Depending on how the smaller system I will be getting to play with works out this season that I will be growing fresh herbs only in, I may try to up the any next season and start with a 300 gallon tank and see how that pans out.

I see a sustainable source of power to run the water pump and possibly to heat the system a couple of months through winter as being the biggest detriment to the system from my perspective. To minimize heat in the summer a frame with a tarp thrown over it could reduce the heat to bearable levels for Catfish and Bluegill.


----------



## Denton (Sep 18, 2012)

Of all the systems, this was my favorite:

Friendly Aquaponics, Inc. | Build backyard and commercial Aquaponics systems yourself


----------



## Ripon (Dec 22, 2012)

One of the first outfits I saw was this one. I found them horribly overpriced. This was 18 months ago they could have changed as competition is increasing. The market leans to the DIY crowd for few others would bother. I found auqaponicsauthority.com a better vendor of info for the DIY.



Denton said:


> Of all the systems, this was my favorite:
> 
> Friendly Aquaponics, Inc. | Build backyard and commercial Aquaponics systems yourself


----------



## Denton (Sep 18, 2012)

Ripon said:


> One of the first outfits I saw was this one. I found them horribly overpriced. This was 18 months ago they could have changed as competition is increasing. The market leans to the DIY crowd for few others would bother. I found auqaponicsauthority.com a better vendor of info for the DIY.


I saw that one, too.

I found the tons of information that was in the informational product to be fantastic, with Friendly Aquaponics. I didn't expect to get so much information. Were it not for the tips and training, I would have to agree with you.


----------



## LunaticFringeInc (Nov 20, 2012)

Wow! Looking at the prices of their systems I think I could do much better assembling my own using poly cattle troughs made by Rubber Maid.

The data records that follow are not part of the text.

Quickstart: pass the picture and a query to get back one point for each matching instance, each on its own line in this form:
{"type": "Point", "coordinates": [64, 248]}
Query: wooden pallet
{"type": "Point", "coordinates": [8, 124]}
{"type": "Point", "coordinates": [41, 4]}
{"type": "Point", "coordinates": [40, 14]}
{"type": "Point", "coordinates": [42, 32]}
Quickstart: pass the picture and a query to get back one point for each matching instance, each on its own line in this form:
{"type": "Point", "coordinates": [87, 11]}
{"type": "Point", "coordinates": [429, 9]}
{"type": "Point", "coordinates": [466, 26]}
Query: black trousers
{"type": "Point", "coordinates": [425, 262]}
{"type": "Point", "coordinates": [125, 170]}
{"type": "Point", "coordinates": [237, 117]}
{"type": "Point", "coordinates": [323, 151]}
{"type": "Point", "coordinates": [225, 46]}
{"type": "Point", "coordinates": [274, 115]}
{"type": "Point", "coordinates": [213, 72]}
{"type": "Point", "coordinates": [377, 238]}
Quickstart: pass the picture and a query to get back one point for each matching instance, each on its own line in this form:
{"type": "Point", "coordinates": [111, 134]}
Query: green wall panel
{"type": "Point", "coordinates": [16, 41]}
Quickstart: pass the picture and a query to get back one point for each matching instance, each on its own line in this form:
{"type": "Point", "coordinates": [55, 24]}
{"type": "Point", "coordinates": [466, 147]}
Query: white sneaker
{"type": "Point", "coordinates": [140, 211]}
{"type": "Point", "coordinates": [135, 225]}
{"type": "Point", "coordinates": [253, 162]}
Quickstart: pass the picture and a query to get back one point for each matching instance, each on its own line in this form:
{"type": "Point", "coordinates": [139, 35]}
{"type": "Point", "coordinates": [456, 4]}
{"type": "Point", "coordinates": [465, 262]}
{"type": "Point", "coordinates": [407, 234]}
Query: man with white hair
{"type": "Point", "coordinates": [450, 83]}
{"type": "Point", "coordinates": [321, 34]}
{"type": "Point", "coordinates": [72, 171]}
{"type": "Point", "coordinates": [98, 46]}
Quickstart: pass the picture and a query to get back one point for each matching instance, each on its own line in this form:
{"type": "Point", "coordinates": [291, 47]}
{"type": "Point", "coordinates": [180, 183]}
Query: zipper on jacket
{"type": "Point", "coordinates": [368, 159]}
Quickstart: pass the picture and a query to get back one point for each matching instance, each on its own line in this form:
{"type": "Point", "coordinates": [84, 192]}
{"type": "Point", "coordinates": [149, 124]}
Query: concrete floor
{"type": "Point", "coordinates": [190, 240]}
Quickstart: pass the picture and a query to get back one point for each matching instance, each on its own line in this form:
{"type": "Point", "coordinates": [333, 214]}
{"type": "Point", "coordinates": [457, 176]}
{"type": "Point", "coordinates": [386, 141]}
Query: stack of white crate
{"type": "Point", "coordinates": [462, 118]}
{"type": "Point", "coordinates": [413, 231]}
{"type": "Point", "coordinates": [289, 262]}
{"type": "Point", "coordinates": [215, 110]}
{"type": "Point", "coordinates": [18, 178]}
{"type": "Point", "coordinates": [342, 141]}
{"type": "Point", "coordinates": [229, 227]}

I used these for setting up some salt water coral frag grow out tanks and found them very economical, very easy to plumb (since I was already familiar with Reef Ready SW tanks and sumps and refugiums) and many of the sizes they have avaialable lend themselves to such an project. In fact at one point I had over 2300 gallons of frag tanks in my apartment spare bedroom and was supplying 3 SW specialty stores with their corals! I am looking at using their 300 gallon tank as the "bio-load" tank and then plumbing the pump to pump water through 4 to 6 of the 55 gallon containers which I would use for the grow beds. That would give me roughly speaking 80 to 120 feet of grow beds for about a grand of investment which would be about 11 bucks a sqft vs 64 bucks a sqft for their 160 sqft micro system.

Its kind of odd, who would have thought my experience with salt water reef tanks would be transferable over to and applicable to, a survival aquaponics system?


----------



## BamaBoy101 (Dec 9, 2013)

BLG said:


> Has anyone tried aquaponics? I like the idea but from what I've read it requires a lot of outside resources. I'm curious if anyone has been able to achieve a closed loop system with this?

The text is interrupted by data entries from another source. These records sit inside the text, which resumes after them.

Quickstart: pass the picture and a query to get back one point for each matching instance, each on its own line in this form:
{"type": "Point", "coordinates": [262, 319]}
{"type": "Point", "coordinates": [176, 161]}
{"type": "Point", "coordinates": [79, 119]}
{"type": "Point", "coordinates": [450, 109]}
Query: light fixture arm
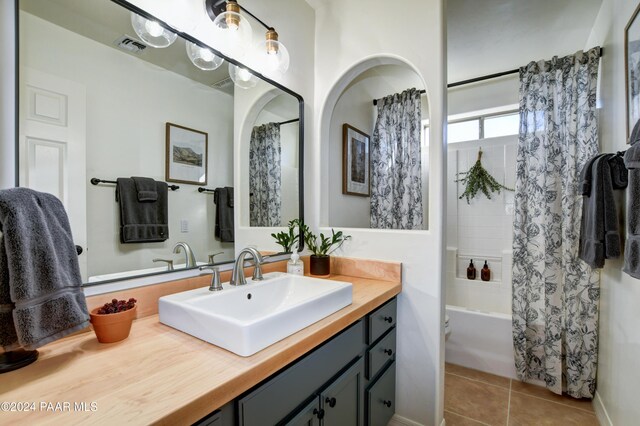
{"type": "Point", "coordinates": [216, 7]}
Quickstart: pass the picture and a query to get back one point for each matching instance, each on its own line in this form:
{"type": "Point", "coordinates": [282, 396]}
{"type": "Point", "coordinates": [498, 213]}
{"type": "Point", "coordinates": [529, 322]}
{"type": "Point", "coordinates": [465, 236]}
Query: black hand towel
{"type": "Point", "coordinates": [224, 214]}
{"type": "Point", "coordinates": [142, 221]}
{"type": "Point", "coordinates": [632, 245]}
{"type": "Point", "coordinates": [41, 299]}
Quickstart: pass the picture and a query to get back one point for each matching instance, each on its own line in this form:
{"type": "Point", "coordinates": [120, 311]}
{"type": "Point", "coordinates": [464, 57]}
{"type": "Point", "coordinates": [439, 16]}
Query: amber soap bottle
{"type": "Point", "coordinates": [485, 272]}
{"type": "Point", "coordinates": [471, 271]}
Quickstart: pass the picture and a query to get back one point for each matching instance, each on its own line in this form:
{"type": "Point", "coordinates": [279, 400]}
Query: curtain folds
{"type": "Point", "coordinates": [396, 176]}
{"type": "Point", "coordinates": [555, 295]}
{"type": "Point", "coordinates": [265, 176]}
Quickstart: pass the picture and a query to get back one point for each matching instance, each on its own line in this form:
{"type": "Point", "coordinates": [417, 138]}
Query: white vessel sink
{"type": "Point", "coordinates": [246, 319]}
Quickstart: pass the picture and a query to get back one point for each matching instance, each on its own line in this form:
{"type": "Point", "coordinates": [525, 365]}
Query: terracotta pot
{"type": "Point", "coordinates": [112, 328]}
{"type": "Point", "coordinates": [320, 265]}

We have achieved a very nice system here. I have two tanks set up with one running a chill system and we are giving salmon a go at the moment. This climate is so warm a chill system is a must and we have only 50 running at the time with hopes of hitting 6 lbs for harvest. We are also producing a lot of catfish and good solid produce year after year. Will try to get some pics and show it off.


----------